One is not permitted to telephone in English or in any language except German or French (the native languages of Switzerland), and even then the telephone girls listen closely to one’s conversation.


Donait and I have made all our preparations to depart for Berlin early tomorrow morning, our dispatches having been sorted out, checked, and re-pouched.


Tuesday, December 1st. We reached the Swiss-German frontier at noon today. We descended from the train at Basle and drove three miles to the frontier. Here there were two barriers straight across the road, the nearer one guarded by numerous Swiss soldiers; the farther, some twenty yards behind, by soldiers wearing the spiked helmet. Before we were allowed to pass the first barrier our papers and luggage were minutely examined by Swiss military and customs officers. We then walked across the twenty yards to the second, or German, barrier, where we were conducted into a little guard-house. Here some dozen soldiers were sleeping or playing cards on cots in the background along the walls. An efficient sergeant examined our papers and then allowed us to pass the second barrier into Germany, showing marked respect for the Herr Lieutenant and the Herr Attaché.

We loaded our suit-cases in a second vehicle, a German one this time, and proceeded some two miles to the railroad station of Leopoldshöhe. While we stood on the station platform at Leopoldshöhe, heavy guns in battle could be heard off toward Mülhausen and once there came the typical crash of a big shell exploding much nearer, probably not more than three or four kilometers away. As near as that to a battle in France one sees a disorganized, deserted, wrecked countryside, with wagon trains going back and forth and wounded soldiers straggling toward the safety zone. Here in Germany everything was in the most perfect order, with no excitement or confusion, and passenger trains left on the minute by schedule time. It was difficult to realize that there was a battle within a thousand miles.

The moment one enters Germany one feels efficiency as if one had passed under a spell. The way the feeling immediately impresses itself upon one is a curious psychological phenomenon. One senses at once the wonderful civic consciousness of the nation and respects it. One does not throw waste paper out of a carriage window, nor take trivial short cuts, nor walk on the grass, nor attempt to pass through ticket gates before the proper time. Everything is regulated, all is done in order.

I was momentarily embarrassed and self-conscious when first I found myself rubbing shoulders with gentlemen in spiked helmets. During the past four months I had seen them only as prisoners or dead men, and their only greetings had been by way of their shells and bombs.

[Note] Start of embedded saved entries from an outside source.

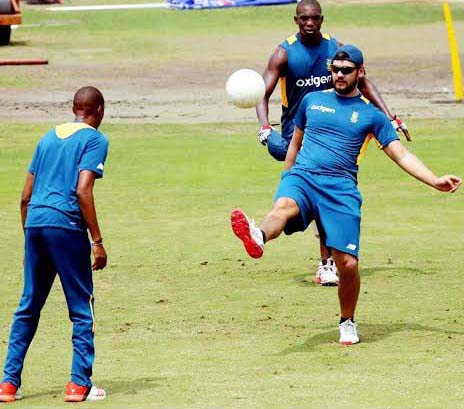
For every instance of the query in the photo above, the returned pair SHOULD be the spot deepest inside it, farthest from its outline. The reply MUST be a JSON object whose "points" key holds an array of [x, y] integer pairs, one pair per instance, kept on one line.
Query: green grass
{"points": [[186, 320], [154, 37]]}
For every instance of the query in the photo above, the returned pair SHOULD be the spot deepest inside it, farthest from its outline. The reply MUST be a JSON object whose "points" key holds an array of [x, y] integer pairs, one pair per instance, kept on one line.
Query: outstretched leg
{"points": [[348, 292]]}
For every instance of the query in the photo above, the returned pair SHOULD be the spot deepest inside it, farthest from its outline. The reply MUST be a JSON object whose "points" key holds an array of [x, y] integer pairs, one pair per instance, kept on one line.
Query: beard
{"points": [[346, 90]]}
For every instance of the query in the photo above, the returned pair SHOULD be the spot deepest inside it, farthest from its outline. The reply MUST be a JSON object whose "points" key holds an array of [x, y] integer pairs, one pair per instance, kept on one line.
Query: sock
{"points": [[264, 236], [342, 320]]}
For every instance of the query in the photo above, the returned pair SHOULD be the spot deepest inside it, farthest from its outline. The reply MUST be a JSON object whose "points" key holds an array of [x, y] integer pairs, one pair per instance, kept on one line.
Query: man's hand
{"points": [[99, 257], [399, 125], [264, 133], [447, 183]]}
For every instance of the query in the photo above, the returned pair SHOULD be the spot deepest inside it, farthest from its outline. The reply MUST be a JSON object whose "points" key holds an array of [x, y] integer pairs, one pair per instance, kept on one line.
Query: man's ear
{"points": [[362, 72]]}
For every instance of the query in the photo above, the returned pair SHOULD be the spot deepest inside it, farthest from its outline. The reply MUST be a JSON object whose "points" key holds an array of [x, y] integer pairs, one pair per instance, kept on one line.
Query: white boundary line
{"points": [[111, 7]]}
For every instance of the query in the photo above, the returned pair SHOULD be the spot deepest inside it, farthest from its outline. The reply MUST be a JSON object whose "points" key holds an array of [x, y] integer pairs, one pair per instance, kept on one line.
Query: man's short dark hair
{"points": [[311, 3]]}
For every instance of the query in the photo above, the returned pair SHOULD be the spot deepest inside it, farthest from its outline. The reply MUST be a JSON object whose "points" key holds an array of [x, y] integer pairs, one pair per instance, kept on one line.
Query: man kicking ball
{"points": [[320, 180]]}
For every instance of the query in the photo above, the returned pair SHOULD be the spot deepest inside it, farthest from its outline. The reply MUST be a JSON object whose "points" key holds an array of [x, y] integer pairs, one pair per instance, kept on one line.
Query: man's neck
{"points": [[311, 40]]}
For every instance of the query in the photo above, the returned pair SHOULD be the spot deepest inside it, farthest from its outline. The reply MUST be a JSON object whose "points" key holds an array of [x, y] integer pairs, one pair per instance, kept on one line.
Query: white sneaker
{"points": [[348, 333], [248, 232], [326, 274], [96, 394]]}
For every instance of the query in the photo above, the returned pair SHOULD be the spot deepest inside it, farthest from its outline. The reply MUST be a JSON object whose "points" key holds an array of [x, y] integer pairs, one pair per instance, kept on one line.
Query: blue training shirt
{"points": [[59, 157], [308, 70], [337, 130]]}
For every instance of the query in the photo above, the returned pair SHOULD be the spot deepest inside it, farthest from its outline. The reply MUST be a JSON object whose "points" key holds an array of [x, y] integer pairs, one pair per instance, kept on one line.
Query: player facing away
{"points": [[57, 209], [302, 64], [332, 130]]}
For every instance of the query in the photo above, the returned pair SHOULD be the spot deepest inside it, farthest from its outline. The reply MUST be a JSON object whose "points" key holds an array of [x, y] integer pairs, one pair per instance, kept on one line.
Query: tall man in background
{"points": [[302, 63], [57, 209], [332, 130]]}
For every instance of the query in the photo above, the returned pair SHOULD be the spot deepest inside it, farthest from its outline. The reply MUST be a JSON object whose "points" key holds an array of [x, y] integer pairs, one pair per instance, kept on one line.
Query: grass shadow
{"points": [[112, 387], [369, 333], [16, 43]]}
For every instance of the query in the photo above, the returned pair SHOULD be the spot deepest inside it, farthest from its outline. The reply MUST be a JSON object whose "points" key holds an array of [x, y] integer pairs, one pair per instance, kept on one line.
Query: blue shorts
{"points": [[334, 202], [277, 144]]}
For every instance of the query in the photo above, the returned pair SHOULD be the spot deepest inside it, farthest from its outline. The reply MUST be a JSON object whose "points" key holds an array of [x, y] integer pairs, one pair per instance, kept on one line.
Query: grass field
{"points": [[184, 318]]}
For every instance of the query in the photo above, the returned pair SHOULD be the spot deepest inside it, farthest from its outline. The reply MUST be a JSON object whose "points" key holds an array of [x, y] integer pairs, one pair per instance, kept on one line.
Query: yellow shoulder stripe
{"points": [[66, 130], [291, 39], [366, 101], [283, 91], [363, 148]]}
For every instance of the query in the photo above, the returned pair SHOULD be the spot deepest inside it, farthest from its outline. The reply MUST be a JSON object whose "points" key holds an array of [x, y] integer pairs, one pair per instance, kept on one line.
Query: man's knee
{"points": [[347, 264], [277, 146], [286, 206]]}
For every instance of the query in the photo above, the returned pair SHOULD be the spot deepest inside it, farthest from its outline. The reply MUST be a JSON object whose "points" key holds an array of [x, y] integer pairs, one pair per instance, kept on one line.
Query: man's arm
{"points": [[26, 197], [412, 165], [371, 92], [294, 147], [277, 63], [87, 205]]}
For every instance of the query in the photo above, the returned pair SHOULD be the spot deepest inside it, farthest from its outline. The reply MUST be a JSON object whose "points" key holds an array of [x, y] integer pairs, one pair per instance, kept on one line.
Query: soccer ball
{"points": [[245, 88]]}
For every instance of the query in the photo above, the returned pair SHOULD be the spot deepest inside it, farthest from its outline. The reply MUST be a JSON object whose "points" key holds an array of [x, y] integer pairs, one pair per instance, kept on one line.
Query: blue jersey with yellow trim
{"points": [[59, 157], [337, 130], [308, 70]]}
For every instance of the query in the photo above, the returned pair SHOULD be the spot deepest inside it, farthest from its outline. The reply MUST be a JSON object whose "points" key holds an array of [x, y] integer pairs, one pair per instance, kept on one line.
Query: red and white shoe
{"points": [[9, 392], [248, 232], [79, 393]]}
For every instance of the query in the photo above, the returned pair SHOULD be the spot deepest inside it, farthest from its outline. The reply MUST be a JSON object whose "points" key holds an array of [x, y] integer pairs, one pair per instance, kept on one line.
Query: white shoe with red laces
{"points": [[348, 333], [326, 273]]}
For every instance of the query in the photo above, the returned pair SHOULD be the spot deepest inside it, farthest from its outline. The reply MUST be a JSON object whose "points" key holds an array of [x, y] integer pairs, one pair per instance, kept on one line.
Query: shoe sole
{"points": [[74, 398], [241, 228], [7, 398], [348, 343], [318, 281], [329, 284]]}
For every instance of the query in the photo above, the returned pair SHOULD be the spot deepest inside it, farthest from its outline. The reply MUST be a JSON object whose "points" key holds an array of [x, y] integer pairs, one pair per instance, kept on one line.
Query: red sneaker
{"points": [[9, 392], [248, 232], [79, 393]]}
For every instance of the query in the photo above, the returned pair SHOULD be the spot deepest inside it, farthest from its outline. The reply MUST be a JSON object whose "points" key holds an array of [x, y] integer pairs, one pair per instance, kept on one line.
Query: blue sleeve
{"points": [[383, 130], [300, 116], [33, 165], [94, 155]]}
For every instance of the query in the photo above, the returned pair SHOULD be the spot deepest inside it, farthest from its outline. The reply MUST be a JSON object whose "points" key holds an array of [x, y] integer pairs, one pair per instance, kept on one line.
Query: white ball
{"points": [[245, 88]]}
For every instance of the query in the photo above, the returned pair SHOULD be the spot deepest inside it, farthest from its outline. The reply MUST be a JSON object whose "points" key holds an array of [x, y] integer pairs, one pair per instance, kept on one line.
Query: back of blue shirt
{"points": [[337, 130], [59, 157], [308, 70]]}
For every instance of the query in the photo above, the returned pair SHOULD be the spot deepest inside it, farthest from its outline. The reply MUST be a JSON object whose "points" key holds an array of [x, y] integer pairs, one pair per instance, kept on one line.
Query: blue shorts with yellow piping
{"points": [[334, 202]]}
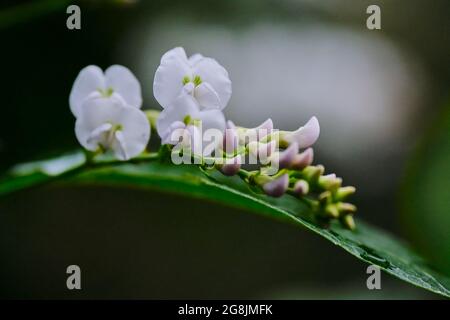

After an all-day trip from Leopoldshöhe down the Rhine Valley I arrived in Mannheim, where I am to remain over-night, as I have letters which I am instructed to leave with our Consul in this town. Donait stopped off en route for a day to visit the old family homestead from which his ancestors emigrated to America. I arrived safely in Mannheim about ten o’clock, went to the Park Hotel, which I selected from Baedeker, got an excellent room, and went immediately to bed.